What will Serena Williams do in New York this summer? Yes, there is great interest in whether Williams, the Wimbledon champion and Olympic gold medallist, can keep that success going on her home side of the Atlantic by winning the final slam of the year. But you just know there will be almost as much scrutiny of the other run she’s on, having growled at officialdom the past couple of times she has played at the US Open. Perhaps Williams does both, crushing the field and effing as she goes, so confirming her status as the greatest, most watchable, player of her generation. New York City tends to bring out the best and worst in her.
To truly shock Flushing Meadows this summer, Williams could go quietly, minding her Ps and Qs. Unlikely. Even Williams thinks “something will happen” this year.

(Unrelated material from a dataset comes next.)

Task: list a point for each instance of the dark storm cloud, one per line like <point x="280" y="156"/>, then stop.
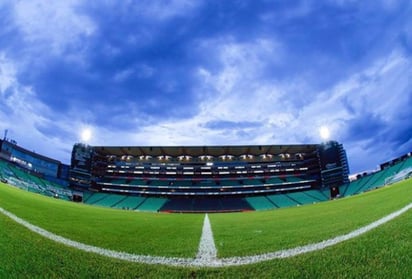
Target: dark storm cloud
<point x="202" y="72"/>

If that ‘something’ is on the same scale as events in 2009 and 2011 – she missed 2010 because of injury – the tournament director ought to schedule all her matches late at night, after America’s children have gone to bed. The worst of the two incidents came during a semi-final against Kim Clijsters at the 2009 tournament when, furious with a lineswoman for calling her for a double-fault, she threatened to stuff a tennis ball down her throat. Then, on the way to defeat to Sam Stosur in last summer’s final, after a hindrance call for crying out “C’mon” during a rally, she spent the next changeover accusing the umpire of being “a hater” who was “unattractive inside”. Ask the casual tennis fan about the women’s tournament at last year’s US Open and they might be able to quote Serena at you; less likely that they can tell you who won the title. That was a pity for Stosur, but there’s no getting around the fact that Serena commands attention at the US Open.
Though Williams’s first slam title came at Flushing Meadows, some 13 years ago in 1999, she has not had been as dominant in New York as she has been in Melbourne or London. She has won the Australian Open and the Wimbledon Championships five times each, and the US Open on three occasions, the last of those being in 2008. For Williams to win the US Open for a fourth time, does she need to learn to count to ten to control her temper? More of the internal dialogue, less of the external cursing.
“My mind frame this year is that something is going to happen for sure because something always happens to me at the Open, whether it’s a horrendous line call that’s two feet in or whether it’s a grunt and I get a point penalised. Or a foot fault when I actually don’t foot fault. I’m prepared for something to happen,” Serena has said. “Hopefully if I get to the semifinals or finals, I’m really prepared and really going to count — I’m going to try to make it to 10. But if I don’t, I don’t, you know, hey. I can’t stop who I am, you know. I’m definitely going to start one, two, three, four, five, six, seven, eight and see how far I get.”